So lautete die Theorie. In der Praxis waren die Dinge komplizierter. Sie hatten sich Loogans Telefonrechnungen durchgeben lassen, und es stellte sich heraus, dass er ein billiges Modell mit einer Prepaid-Karte und ohne GPS benutzte. Und er hatte es immer ausgemacht, wenn er es nicht benutzte – er schien die Gefahr zu kennen, in die es ihn brachte.
Solange das Handy ausgeschaltet war, war er unsichtbar. Ihnen blieb nichts anderes übrig, als zu warten und darauf zu achten, ob er es wieder benutzte. Shan hatte mit einem Techniker |245| des Anbieters gesprochen, über den Loogans Handy lief, und der Techniker hatte Loogans Nummer im Computersystem des Anbieters markiert. Wenn Loogan sein Handy anstellte, würde der Anbieter der Polizei Bescheid geben und versuchen, seine Position zu orten. Aber das würde Zeit brauchen, und dann würde es noch mehr Zeit brauchen, um einen Streifenwagen loszuschicken, der ihn suchen sollte, und wenn er das Suchgebiet endlich erreicht hatte, war Loogan womöglich schon wieder fort.

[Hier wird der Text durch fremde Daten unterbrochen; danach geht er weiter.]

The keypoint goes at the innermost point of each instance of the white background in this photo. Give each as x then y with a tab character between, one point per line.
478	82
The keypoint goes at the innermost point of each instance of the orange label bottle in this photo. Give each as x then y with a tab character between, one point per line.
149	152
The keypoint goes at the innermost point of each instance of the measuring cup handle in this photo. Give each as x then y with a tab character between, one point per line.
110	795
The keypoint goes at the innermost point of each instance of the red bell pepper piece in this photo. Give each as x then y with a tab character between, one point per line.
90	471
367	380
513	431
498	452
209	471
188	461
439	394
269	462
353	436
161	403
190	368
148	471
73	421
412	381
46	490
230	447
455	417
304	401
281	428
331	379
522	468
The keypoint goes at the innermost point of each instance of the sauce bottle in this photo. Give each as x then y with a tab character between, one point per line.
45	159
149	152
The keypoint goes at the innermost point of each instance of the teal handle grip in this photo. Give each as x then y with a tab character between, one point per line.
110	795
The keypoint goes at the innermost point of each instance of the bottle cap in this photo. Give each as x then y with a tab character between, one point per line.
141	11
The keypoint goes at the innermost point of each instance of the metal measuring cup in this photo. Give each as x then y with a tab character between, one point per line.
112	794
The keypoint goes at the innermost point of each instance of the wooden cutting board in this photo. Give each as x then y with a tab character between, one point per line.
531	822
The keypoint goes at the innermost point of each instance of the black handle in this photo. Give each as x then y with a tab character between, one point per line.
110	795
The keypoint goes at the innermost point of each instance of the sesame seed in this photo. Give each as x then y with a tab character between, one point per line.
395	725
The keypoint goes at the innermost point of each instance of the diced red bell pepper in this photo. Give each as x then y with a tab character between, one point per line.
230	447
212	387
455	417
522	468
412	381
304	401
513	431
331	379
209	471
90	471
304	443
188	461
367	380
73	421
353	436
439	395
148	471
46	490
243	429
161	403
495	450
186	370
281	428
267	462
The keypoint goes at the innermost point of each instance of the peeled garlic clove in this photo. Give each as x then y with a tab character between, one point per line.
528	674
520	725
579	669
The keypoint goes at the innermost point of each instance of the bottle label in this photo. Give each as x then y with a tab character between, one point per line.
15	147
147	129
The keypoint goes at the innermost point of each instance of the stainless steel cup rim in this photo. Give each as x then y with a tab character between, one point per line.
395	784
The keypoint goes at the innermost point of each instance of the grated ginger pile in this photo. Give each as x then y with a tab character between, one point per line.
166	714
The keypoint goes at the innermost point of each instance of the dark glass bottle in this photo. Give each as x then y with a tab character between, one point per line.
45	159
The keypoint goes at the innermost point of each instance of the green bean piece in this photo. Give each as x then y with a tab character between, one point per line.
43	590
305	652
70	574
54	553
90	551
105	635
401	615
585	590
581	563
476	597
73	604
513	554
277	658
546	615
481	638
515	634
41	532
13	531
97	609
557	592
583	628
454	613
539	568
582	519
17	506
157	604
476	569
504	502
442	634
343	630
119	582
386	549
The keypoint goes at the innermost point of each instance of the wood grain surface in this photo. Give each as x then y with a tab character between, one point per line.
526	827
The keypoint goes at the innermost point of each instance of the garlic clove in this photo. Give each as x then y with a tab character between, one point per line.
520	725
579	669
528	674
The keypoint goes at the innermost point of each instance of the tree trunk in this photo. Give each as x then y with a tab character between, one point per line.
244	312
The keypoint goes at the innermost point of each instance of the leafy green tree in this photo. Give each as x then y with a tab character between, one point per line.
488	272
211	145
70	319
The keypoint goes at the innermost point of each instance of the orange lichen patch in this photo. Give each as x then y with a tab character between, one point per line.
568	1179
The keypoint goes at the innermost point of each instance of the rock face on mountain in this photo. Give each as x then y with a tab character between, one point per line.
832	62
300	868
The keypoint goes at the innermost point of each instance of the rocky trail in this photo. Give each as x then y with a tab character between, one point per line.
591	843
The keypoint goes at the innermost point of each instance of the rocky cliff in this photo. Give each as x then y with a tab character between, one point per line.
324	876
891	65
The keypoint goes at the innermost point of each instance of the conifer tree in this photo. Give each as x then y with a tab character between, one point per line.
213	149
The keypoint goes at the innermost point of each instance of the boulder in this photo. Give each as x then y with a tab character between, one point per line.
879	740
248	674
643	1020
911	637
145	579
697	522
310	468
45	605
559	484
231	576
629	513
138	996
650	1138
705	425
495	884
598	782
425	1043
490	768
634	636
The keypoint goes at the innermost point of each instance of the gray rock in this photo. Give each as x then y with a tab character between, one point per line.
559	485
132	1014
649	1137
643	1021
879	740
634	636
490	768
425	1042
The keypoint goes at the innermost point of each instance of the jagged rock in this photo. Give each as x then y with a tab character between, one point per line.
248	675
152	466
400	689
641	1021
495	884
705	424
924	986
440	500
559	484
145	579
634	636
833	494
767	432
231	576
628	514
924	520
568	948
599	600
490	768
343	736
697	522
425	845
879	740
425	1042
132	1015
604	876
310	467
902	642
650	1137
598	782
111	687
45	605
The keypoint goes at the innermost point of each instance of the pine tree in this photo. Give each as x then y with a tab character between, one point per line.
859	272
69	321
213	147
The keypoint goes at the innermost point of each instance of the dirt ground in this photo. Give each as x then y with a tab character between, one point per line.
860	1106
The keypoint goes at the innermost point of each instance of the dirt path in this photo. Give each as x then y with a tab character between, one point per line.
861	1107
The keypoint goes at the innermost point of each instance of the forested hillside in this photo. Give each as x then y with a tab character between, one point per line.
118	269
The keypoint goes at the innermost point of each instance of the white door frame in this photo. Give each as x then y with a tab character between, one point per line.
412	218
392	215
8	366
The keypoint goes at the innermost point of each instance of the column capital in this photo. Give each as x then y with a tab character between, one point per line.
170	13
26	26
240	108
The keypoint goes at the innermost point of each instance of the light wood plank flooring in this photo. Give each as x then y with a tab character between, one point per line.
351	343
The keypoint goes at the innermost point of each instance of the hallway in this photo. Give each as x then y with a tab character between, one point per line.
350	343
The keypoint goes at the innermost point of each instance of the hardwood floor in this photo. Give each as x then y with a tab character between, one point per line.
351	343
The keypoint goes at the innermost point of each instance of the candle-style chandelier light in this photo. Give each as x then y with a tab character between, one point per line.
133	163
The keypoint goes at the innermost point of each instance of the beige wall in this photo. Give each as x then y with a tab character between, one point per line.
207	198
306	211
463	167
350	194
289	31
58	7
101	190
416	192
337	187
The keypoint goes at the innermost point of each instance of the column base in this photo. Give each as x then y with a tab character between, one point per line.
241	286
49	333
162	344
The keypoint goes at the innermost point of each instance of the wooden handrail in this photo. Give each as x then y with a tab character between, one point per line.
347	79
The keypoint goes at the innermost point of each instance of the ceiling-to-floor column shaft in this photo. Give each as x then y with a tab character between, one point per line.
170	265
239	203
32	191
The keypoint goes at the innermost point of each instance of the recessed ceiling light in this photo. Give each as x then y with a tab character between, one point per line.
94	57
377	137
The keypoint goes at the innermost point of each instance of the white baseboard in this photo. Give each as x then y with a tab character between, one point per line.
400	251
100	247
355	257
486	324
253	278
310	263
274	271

»Ich glaube nicht, dass das funktionieren wird«, hatte Elizabeth Shan am Nachmittag erzählt. »Er wird nicht lange genug irgendwo bleiben, dass wir ihn finden können.«
Shan hatte bloß mit den Schultern gezuckt. »Vielleicht nicht. Wir tun, was wir können. Er könnte auch beschließen, das Handy einfach wegzuschmeißen. Vielleicht macht er auch keine Anrufe mehr.«
Aber auch wenn Elizabeth ihre Zweifel daran hatte, dass man Loogan anhand seines Handys auf die Spur kommen könnte, sie glaubte dennoch nicht, dass er keine Anrufe mehr machen würde. Sie rechnete damit, dass er sich wieder meldete. Er würde mit ihr reden wollen. Sie wählte seine Nummer und hinterließ eine Nachricht auf seiner Mailbox, in der sie ihn ermunterte, wieder anzurufen.
Jetzt am Abend war sie zu Hause und las Berichte, las in den Akten über Kristoll, Tully und Beccanti. Durch ein halb geöffnetes Fenster wehte eine kühle Novemberbrise herein. Traurig tönte Chopins Klaviermusik vom C D-Spieler herüber.
Um acht Uhr herum klingelte ihr Handy, und noch bevor sie seine Nummer auf dem Display sehen konnte, wusste sie, dass es Loogan war.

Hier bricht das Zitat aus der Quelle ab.